1820136 Members
3379 Online
109619 Solutions
New Discussion юеВ

sql loader performance

 
Edgar_10
Frequent Advisor

sql loader performance

Hi,

I have a sql loader performance problem, the window period to complete a load of 210 files(14500 rows each) takes approx.12 hrs.
Any ideas how I could bring the load time down?

The tables being loaded to are indexed; partitioned & NOLOGGING enabled,the load method is conventional.

Thanks in advance.
17 REPLIES 17
Tom Geudens
Honored Contributor

Re: sql loader performance

Hi Dean,
I think we need more information :
- type of system
- type of database
- ...

For example, for oracle I would say to use "direct" load (and rebuild the indexes afterwards).

Regards,
Tom Geudens
A life ? Cool ! Where can I download one of those from ?
twang
Honored Contributor

Re: sql loader performance

If you want to optimize performance for SQL*Loader here are a few things
to consider (for direct and conventional paths):


o Make logical record processing efficient.

- One-to-one mapping of physical to logical records.
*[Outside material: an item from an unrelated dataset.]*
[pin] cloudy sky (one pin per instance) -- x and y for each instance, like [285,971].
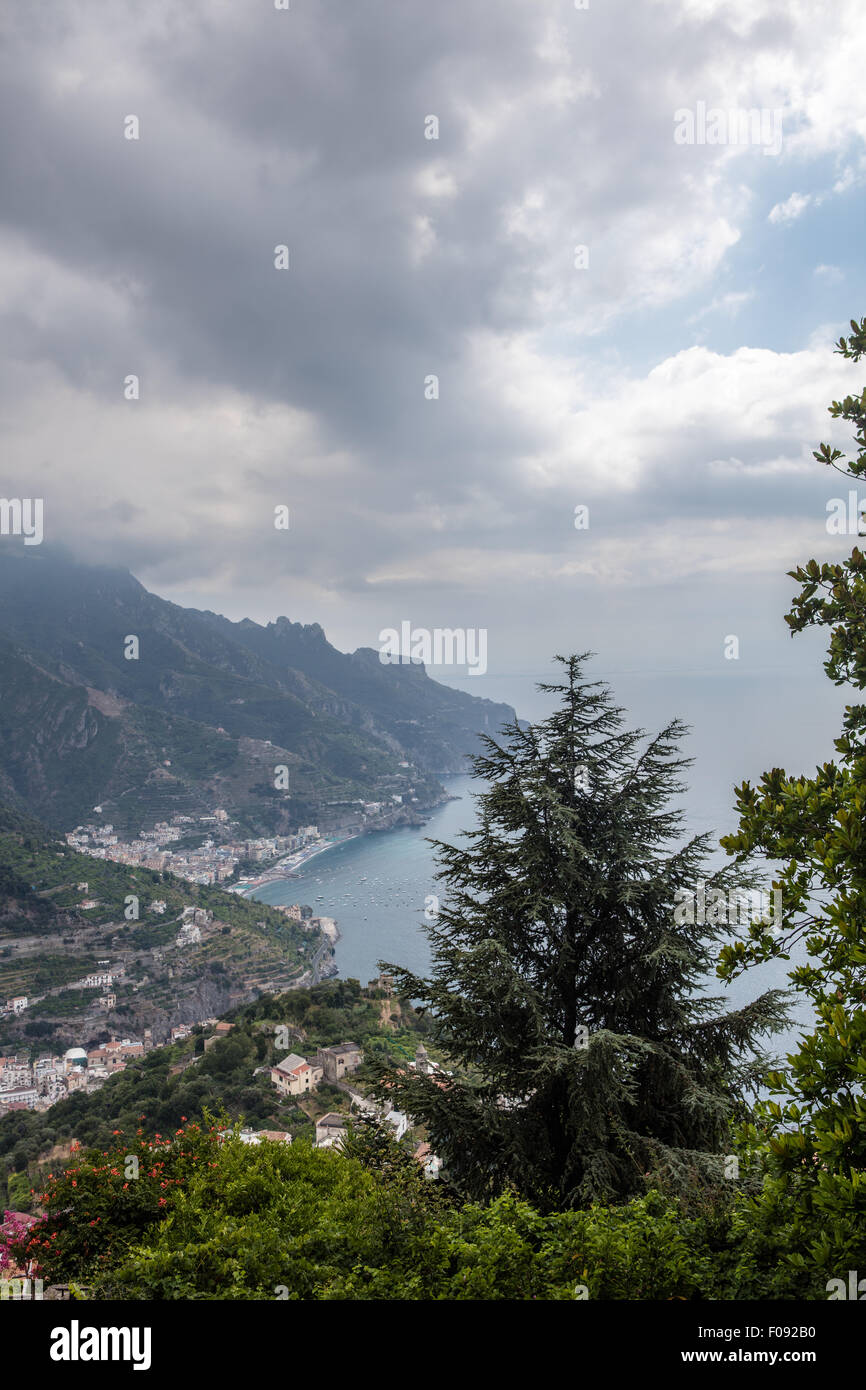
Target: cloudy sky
[672,377]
Avoid continueif
and concatenate.

- Make it easy for the software to figure out physical record
boundaries. That is, use the file processing option string "FIX
nnn" or "VAR". If you use the default (stream mode), on most
platforms (e.g., UNIX) SQL*Loader has to scan each physical record
for the terminating newline character.


o Make field setting efficient.

Field setting is the process of mapping the "fields" in the datafile
to their corresponding columns in the database. The mapping function
is controlled by the description of the fields in the control file.
Field setting is the biggest consumer of CPU time for most loads.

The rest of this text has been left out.